Many production processes not only produce desired quality products (high‐end products), but also generate yield loss or Not‐Quite‐Perfect Products (NQPPs) that do not fully meet the quality standards. In practice, a manufacturer may choose to (1) scrap all NQPPs at a cost and carry the high‐end products only, or (2) sell some or all NQPPs to a value‐conscious low‐end market and carry both high‐end products and low‐end products (NQPPs). This research studies the optimal decision on production yield loss (scrap or sell) and the corresponding pricing and operational strategies under different practical situations. Building upon a standard marketing model for two separated markets, that is, the high‐end and the low‐end markets, we model the manufacturer’s profit maximization problem as a nonlinear programming problem.
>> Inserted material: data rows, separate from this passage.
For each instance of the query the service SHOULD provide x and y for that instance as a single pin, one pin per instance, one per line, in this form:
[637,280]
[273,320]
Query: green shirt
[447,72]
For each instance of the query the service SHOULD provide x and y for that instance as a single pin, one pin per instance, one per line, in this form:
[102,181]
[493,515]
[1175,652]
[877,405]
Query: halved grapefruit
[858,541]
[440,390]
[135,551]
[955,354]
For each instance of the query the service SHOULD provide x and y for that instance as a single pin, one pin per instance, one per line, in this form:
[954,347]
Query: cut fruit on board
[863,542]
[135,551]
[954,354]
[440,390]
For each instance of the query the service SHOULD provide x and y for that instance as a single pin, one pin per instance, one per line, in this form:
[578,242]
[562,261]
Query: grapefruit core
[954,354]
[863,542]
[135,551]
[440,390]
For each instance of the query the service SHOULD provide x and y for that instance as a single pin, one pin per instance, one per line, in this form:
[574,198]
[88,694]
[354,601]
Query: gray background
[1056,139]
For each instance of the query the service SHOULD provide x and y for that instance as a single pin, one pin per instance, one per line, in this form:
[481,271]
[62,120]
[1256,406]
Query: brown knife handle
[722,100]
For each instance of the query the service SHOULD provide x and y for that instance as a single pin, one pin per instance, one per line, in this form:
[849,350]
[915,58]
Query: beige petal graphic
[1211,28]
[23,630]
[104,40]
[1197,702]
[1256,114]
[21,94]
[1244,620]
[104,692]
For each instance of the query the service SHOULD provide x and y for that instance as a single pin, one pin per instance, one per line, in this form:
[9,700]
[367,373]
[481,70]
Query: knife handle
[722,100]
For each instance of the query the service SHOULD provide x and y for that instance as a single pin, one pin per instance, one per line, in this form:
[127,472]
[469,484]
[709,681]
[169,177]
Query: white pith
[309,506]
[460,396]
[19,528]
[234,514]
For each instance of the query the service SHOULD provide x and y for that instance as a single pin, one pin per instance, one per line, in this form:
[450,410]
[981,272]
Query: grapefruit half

We characterize the optimal yield–loss decision and the corresponding optimal pricing for each market and production quantity. We also consider the situation that the NQPPs may face competition in the low‐end market with products designed and produced specifically for that market. In contrast to the common belief that selling NQPPs to a low‐end market can recover some of the cost and hence lead to a higher profit, we show that when the yield rate is small or large enough, selling NQPPs may hurt the manufacturer due to the loss of full control over both markets. This is especially true when competition exists in the low‐end market. This research provides practitioners with detailed guidelines on when and how a specific yield loss (product line or marketing) strategy should be adopted. Managerial insights are generated for the optimal yield loss strategies; numerical tests further demonstrate our results.